Büroeinrichtungen & Bürobedarf
Tresore – die Schatztruhen der Gegenwart
Zu allen Zeiten haben die Menschen ihre Wertgegenstände an sicheren Orten platziert. Waren es im Mittelalter noch massive Schatztruhen, so ging die Entwicklung bald hin zu Stahlboxen mit ausgeklügelten, nahezu unüberwindbaren Schlosssystemen. Auch die Umwandungen wurden immer wieder modifiziert, mussten sie doch im Laufe der technischen Entwicklungen immer aggressiveren Methoden wie den Gebrauch von Schweißbrennern, Flex und auch Sprengstoff widerstehen.
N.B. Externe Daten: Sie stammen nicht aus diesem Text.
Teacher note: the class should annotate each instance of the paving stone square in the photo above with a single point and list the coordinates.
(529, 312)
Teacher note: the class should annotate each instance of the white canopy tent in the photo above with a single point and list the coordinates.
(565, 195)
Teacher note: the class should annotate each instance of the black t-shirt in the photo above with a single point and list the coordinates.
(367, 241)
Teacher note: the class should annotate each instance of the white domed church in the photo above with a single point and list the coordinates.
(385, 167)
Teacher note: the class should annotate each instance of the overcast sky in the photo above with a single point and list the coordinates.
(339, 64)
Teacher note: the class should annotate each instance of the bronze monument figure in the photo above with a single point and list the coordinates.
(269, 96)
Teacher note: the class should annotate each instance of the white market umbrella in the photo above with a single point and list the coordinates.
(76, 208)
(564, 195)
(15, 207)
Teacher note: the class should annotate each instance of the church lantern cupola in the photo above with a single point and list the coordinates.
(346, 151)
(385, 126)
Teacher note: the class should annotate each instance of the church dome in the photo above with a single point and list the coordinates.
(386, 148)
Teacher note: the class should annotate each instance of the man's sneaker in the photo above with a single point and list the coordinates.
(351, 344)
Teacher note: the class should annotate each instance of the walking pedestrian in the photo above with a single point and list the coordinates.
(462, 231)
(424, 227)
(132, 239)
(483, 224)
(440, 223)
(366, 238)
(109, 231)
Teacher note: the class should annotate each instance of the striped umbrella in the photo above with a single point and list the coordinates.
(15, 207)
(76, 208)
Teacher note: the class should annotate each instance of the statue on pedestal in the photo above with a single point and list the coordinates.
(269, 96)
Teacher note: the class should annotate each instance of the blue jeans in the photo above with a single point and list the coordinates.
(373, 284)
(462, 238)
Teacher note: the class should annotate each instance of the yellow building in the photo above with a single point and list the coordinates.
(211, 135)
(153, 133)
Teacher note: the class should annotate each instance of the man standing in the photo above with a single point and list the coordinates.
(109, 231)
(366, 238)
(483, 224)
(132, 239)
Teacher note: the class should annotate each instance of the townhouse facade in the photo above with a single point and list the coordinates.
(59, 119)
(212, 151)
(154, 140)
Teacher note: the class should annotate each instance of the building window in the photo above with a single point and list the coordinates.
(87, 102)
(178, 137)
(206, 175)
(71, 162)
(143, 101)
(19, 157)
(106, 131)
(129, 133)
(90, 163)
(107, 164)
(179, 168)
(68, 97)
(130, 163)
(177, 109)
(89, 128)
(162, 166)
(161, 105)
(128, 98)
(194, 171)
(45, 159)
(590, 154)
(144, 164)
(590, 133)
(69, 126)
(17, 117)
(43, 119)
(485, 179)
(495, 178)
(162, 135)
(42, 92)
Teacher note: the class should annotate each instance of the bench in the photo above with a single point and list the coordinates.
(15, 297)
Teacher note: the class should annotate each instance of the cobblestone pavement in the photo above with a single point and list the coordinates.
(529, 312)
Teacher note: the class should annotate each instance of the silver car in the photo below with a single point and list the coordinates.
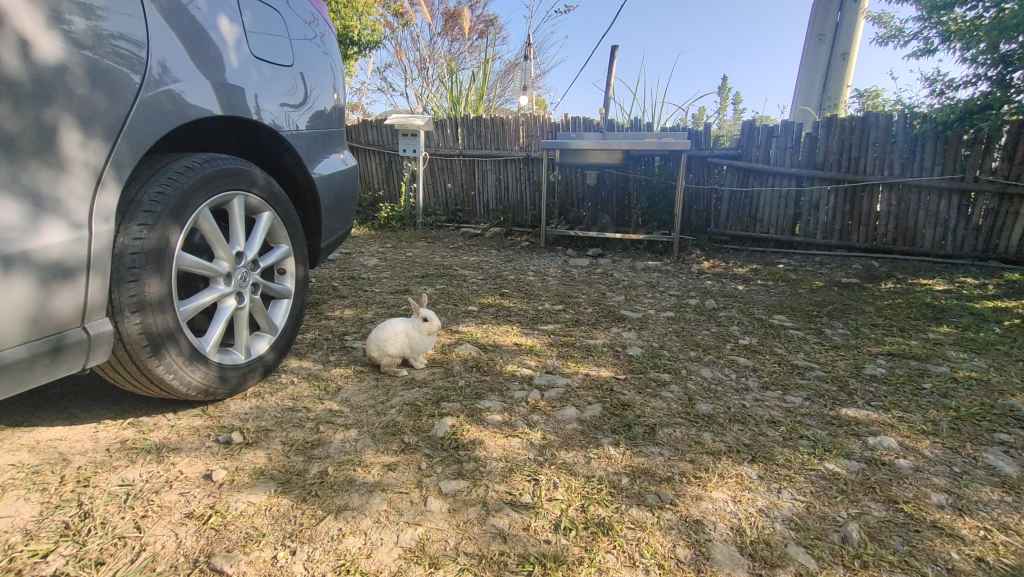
(169, 172)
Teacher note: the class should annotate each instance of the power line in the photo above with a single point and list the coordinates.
(596, 46)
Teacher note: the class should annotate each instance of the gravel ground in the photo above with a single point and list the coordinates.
(604, 414)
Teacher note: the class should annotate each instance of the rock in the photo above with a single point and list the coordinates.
(727, 562)
(550, 380)
(452, 487)
(883, 443)
(859, 414)
(1000, 462)
(741, 361)
(442, 427)
(781, 321)
(1004, 438)
(800, 555)
(224, 564)
(851, 535)
(554, 394)
(567, 414)
(467, 349)
(435, 504)
(938, 499)
(903, 465)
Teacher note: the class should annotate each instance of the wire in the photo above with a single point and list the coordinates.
(596, 46)
(440, 156)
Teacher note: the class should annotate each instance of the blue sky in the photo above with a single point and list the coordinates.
(756, 42)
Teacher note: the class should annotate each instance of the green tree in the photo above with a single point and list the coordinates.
(983, 36)
(360, 27)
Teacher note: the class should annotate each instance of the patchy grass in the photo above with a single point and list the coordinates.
(715, 393)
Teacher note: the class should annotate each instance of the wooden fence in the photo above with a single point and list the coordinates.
(878, 182)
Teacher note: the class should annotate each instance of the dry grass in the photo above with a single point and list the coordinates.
(726, 427)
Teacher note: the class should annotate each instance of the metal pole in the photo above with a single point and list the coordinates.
(609, 85)
(544, 196)
(419, 181)
(678, 214)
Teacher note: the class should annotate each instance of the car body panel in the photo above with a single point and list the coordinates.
(188, 62)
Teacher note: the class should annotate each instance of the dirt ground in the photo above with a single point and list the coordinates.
(728, 414)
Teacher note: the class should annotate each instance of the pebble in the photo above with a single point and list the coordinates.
(467, 349)
(851, 535)
(554, 394)
(224, 564)
(1000, 462)
(236, 438)
(550, 380)
(800, 555)
(442, 427)
(453, 487)
(567, 414)
(727, 561)
(883, 443)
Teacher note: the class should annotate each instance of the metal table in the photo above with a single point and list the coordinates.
(610, 149)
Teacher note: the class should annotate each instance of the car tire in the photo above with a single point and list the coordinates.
(165, 266)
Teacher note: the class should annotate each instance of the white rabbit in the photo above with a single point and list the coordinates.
(403, 338)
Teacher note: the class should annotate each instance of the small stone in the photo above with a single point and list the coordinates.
(800, 555)
(1000, 462)
(467, 349)
(224, 564)
(550, 380)
(851, 535)
(727, 561)
(938, 499)
(435, 504)
(452, 487)
(567, 414)
(883, 443)
(741, 361)
(554, 394)
(442, 427)
(903, 465)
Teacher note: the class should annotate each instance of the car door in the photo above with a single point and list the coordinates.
(70, 71)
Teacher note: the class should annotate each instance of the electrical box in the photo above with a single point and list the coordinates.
(409, 142)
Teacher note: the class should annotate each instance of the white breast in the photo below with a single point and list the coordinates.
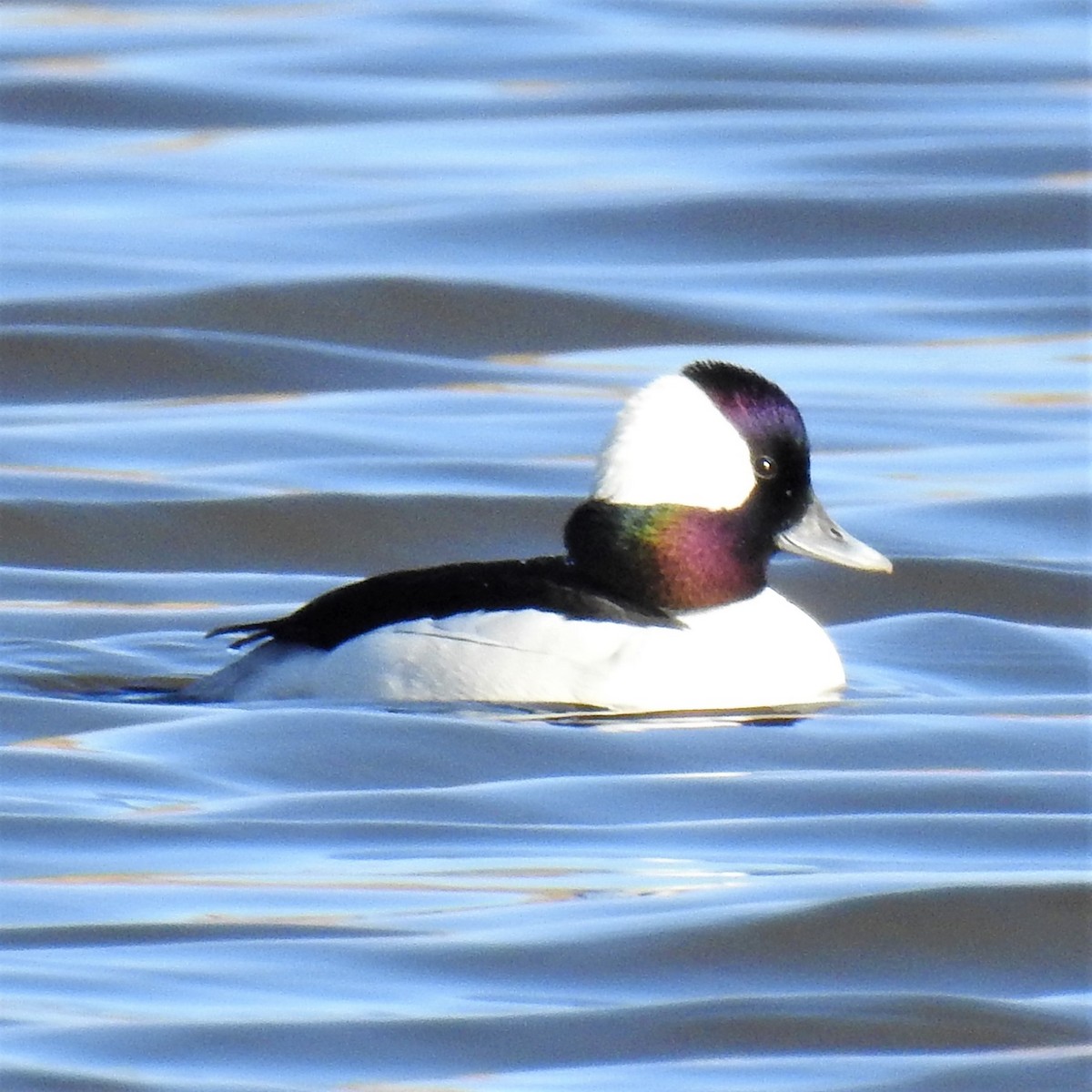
(762, 652)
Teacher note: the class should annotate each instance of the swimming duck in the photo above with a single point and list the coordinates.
(660, 602)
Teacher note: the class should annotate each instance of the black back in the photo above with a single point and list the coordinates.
(545, 583)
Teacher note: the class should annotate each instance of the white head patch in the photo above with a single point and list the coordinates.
(672, 446)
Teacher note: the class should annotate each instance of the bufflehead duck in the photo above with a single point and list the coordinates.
(660, 602)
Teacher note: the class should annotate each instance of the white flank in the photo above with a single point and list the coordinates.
(672, 446)
(760, 652)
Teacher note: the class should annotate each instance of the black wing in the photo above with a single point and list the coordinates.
(546, 583)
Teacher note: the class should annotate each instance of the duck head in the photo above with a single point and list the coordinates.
(705, 475)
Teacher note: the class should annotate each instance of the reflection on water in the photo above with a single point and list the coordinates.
(295, 293)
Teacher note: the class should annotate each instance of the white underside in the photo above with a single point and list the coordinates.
(763, 652)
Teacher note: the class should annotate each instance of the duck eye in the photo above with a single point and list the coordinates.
(764, 467)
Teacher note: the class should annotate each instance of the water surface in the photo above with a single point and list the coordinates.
(299, 293)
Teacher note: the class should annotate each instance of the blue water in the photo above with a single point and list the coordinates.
(298, 293)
Sechs verschiedene Sicherheitsklassen Die heutigen Tresore, die es zum Beispiel als Möbeltresor oder Standtresor, auch Einwurftresor oder Bodentresor sowie vielen anderen, jeweils gebrauchsspezifischen Ausführungen gibt, sind in sechs verschiedene Sicherheitsklassen eingeteilt, die natürlich auch relevant für die Versicherungsgesellschaften sind. Die European Security Systems Association (ESSA) e.V. beim VDMA hat gewisse Normen für Wertschutzschränke festgelegt. Auch existieren Normen, die europaweit gelten, sie haben die Bezeichnung EN 1143-1 sowie EN 14450. Entsprechende Zertifikate sollten bei jeder Neuanschaffung eines Tresores im Inneren des Schrankes als Sicherheitssiegel (Plakette) unbedingt vorhanden sein. Die EN 1047-1 ist die Auflage, die den Brandschutz betrifft. Hierbei wird der Tresor enormer Hitze ausgesetzt, auch ein Falltest des erhitzten Safes gehört zum Test.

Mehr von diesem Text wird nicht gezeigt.